Die cislunare Raumstation könnte auch durch ein 10 Tonnen schwere Robotraumfahrzeug ergänzt werden, das gemeinsam von der ESA, der JAXA und der CSA entwickelt würde. Es könnte mit einem Rover ausgestattet sein und einer Aufstiegsstufe ausgestattet sein, um Bodenproben von der Oberfläche des Mond hochzubringen. Das Robotraumfahrzeug könnte unabhängig auf einer Rakete gestartet werden, die eine der Partnerorganisationen bereitstellt, frühestens aber 2026. Sobald die Sonde auf dem Mond gelandet ist, können Besatzungsmitglieder an Bord des cislunaren Außenpostens das probensammelnde Robotfahrzeug auf der Mondoberfläche fernsteuern und am Ende die Aufstiegsstufe für den anschließenden Transfer der Proben zur Erde wieder starten.
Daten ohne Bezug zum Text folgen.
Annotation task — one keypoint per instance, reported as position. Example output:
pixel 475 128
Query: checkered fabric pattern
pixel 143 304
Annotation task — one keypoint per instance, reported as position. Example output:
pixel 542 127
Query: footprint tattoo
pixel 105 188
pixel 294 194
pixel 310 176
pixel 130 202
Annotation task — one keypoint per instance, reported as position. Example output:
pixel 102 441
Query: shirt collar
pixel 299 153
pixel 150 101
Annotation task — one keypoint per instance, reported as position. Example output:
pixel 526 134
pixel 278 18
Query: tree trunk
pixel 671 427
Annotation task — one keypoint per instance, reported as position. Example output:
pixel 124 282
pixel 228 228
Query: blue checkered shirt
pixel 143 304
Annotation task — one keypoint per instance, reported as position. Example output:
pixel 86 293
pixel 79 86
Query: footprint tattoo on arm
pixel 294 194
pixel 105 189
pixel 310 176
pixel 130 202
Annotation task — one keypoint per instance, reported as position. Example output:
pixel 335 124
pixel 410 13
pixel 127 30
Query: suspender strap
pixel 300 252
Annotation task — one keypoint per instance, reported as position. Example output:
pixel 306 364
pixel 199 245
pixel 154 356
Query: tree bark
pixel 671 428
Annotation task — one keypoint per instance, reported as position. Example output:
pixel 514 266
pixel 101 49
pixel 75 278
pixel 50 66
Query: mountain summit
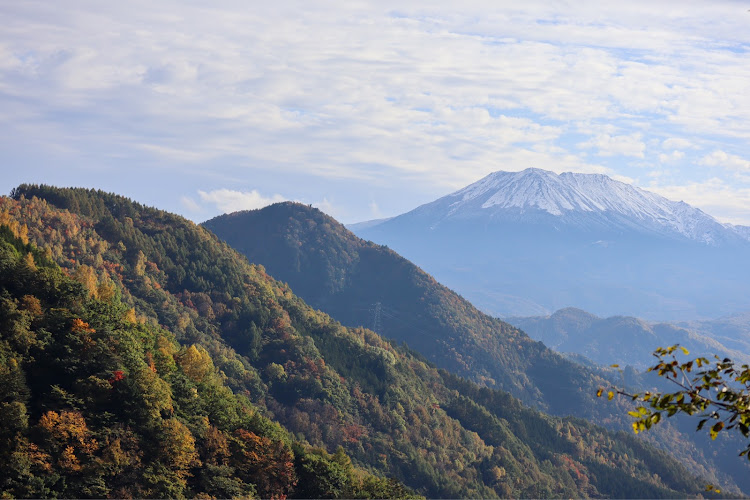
pixel 530 242
pixel 586 201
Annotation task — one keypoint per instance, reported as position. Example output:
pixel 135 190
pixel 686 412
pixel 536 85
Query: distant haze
pixel 528 243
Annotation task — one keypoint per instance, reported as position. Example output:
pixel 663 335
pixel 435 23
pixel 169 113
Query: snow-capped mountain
pixel 584 200
pixel 527 243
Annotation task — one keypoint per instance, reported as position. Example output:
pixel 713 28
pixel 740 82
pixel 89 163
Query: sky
pixel 369 109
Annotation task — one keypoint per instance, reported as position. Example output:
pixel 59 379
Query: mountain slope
pixel 348 277
pixel 618 340
pixel 326 384
pixel 527 243
pixel 96 404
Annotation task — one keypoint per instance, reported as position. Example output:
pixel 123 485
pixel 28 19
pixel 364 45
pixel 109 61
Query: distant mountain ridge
pixel 585 200
pixel 358 281
pixel 620 340
pixel 531 242
pixel 322 383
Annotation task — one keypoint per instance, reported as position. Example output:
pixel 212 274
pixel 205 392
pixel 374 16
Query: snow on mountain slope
pixel 572 194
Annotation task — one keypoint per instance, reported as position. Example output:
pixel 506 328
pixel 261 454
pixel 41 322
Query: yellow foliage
pixel 195 363
pixel 178 446
pixel 87 277
pixel 29 260
pixel 130 317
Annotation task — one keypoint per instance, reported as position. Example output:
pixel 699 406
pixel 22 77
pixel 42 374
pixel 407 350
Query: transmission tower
pixel 376 325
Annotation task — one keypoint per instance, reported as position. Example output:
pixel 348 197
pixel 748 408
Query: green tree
pixel 717 392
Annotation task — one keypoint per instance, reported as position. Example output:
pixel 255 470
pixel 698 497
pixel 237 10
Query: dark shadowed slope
pixel 325 384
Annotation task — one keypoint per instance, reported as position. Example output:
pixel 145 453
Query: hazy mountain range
pixel 141 356
pixel 354 280
pixel 630 341
pixel 531 242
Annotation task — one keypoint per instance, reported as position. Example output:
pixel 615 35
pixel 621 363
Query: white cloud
pixel 714 196
pixel 373 92
pixel 190 204
pixel 722 159
pixel 677 143
pixel 672 157
pixel 228 200
pixel 610 145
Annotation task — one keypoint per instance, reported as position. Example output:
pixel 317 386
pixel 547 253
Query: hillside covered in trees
pixel 354 281
pixel 155 331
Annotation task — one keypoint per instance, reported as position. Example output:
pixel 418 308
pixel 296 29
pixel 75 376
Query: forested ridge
pixel 299 378
pixel 348 277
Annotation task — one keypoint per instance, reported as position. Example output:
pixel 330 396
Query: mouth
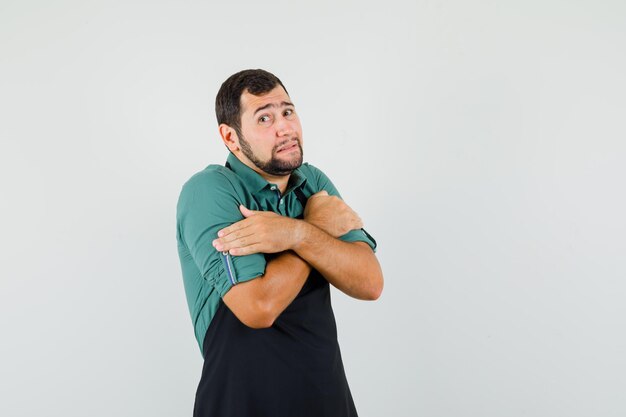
pixel 293 145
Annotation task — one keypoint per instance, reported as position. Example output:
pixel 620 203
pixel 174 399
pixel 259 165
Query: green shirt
pixel 210 201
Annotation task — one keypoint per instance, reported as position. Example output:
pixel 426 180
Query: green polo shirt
pixel 210 201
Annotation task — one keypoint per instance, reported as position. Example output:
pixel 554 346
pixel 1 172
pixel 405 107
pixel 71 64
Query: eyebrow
pixel 268 105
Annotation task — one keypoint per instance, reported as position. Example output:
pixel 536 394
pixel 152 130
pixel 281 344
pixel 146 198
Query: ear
pixel 229 137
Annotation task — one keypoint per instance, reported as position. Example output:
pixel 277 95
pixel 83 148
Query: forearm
pixel 351 267
pixel 257 303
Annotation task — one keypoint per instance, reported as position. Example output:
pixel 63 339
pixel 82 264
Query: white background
pixel 482 143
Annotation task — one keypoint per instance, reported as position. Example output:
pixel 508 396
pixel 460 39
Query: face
pixel 271 135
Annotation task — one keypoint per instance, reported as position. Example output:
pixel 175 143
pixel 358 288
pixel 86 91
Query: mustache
pixel 283 143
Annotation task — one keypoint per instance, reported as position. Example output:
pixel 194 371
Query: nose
pixel 284 128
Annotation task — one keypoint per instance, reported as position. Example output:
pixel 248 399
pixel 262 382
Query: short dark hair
pixel 228 100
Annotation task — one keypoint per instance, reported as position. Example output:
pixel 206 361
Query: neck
pixel 280 180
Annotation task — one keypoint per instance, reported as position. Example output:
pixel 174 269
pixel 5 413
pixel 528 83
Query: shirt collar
pixel 256 182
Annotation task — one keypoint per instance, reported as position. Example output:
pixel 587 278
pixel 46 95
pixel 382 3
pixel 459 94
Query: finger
pixel 239 235
pixel 320 194
pixel 241 224
pixel 222 245
pixel 247 250
pixel 246 212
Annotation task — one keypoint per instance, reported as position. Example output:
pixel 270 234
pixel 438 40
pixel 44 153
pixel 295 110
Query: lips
pixel 288 146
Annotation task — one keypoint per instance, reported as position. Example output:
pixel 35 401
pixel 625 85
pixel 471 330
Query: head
pixel 258 122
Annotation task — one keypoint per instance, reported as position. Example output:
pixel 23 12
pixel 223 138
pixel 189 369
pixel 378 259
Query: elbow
pixel 259 317
pixel 375 289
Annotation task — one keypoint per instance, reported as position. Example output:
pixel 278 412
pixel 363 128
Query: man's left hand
pixel 259 232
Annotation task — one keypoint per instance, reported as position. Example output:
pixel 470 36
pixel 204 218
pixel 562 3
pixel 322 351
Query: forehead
pixel 250 102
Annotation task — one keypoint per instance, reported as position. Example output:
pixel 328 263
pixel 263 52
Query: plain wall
pixel 481 142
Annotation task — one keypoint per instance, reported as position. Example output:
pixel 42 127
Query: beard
pixel 273 166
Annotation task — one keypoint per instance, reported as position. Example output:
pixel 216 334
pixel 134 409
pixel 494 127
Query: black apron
pixel 292 369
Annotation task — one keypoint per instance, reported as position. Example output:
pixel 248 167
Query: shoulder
pixel 212 183
pixel 213 175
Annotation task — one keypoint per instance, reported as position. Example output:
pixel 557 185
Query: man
pixel 259 240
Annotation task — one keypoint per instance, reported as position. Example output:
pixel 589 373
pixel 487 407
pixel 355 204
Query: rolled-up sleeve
pixel 324 183
pixel 209 202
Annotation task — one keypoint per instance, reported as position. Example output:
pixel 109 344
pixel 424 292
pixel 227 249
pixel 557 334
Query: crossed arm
pixel 300 245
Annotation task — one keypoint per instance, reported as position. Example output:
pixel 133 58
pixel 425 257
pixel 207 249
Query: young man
pixel 259 241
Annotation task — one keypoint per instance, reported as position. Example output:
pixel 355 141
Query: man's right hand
pixel 331 214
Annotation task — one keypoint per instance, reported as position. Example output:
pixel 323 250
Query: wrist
pixel 301 230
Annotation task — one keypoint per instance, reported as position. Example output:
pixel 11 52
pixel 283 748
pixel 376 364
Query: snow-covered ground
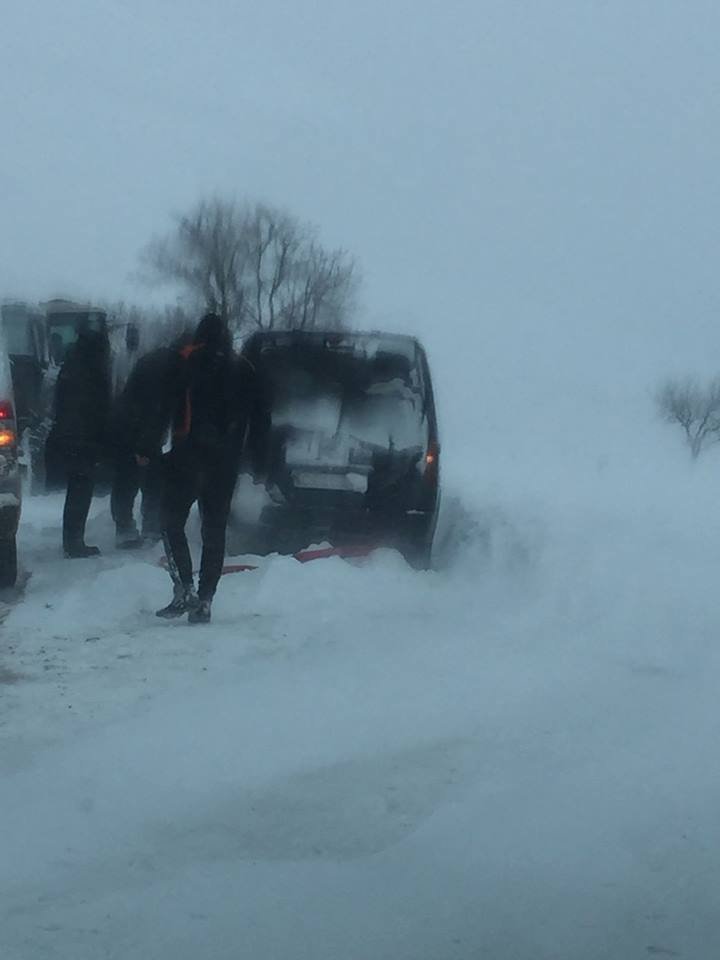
pixel 511 757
Während Montage und Betrieb könnte der cislunare Außenposten mit Frachtraumfahrzeugen versorgt werden, die auf einer Vielzahl von Trägerraketen gestartet werden könnten.

Während der zweiten Bauphase gegen Ende der 2020er, könnte der Außenposten mit den neuesten Habitat und Antriebsmodulen der NASA ergänzt werden, die auf einer dedizierten SLS-Mission gestartet werden. Dieser Zusatz könnte es dem Außenposten ermöglichen, als echtes Raumschiff auf eine große Reise zu Asteroiden und sogar bis zum Mars zu gehen.

Wo stehen sie gerade?

Aus nahestehenden Quellen ist zu hören, daß das internationale Team nach jahrelangen Verhandlungen soviel Fortschritt gemacht hat, daß es in naher Zukunft eine Vereinbarung treffen kann, nach dem alle ISS-Partner Komponenten und Technologien für das gemeinsame Ziel beisteuern könnten. Die erste Phase der Entwicklung des cislunaren Außenpostens, "Phase A" genannt, könnte dann bereits 2017 oder 2018 in Angriff genommen werden.

Während der Besprechung in Houston vor ein paar Tagen wurde entschieden, den Beginn des Baus des Habitats auf um das Jahr 2023 zu verschieben. Nach diesem Szenario wäre die erste Phase des Stationsaufbaus im Jahr 2028 abgeschlossen. Zieht man allerdings die Geschichte der ISS heran, sind viele Verzögerungen im Ablauf wahrscheinlich.

Alleine in diesem Jahr wird es noch eine ganze Reihe politische Entwicklungen geben, die den sorgfältig zusammengestellten Fahrplan komplett durcheinanderwerfen könnten. Die erste ist ganz klar die Präsidentschaftswahl in den USA, die dafür berühmt ist, den Kurs des amerikanischen Raumfahrtprogramms zu ändern. Als nächstes kommt ein Treffen des ESA-Ministerrats im Dezember, bei dem das Budget der europäischen Raumfahrtorgansiation für die nächsten Jahre zusammengezimmert wird. Und zu guter Letzt gibt es noch die Unsicherheit über die tatsächliche Beteiligung der Russen, die durch eine ganze Reihe politischer, finanzieller und technischer Probleme behindert werden.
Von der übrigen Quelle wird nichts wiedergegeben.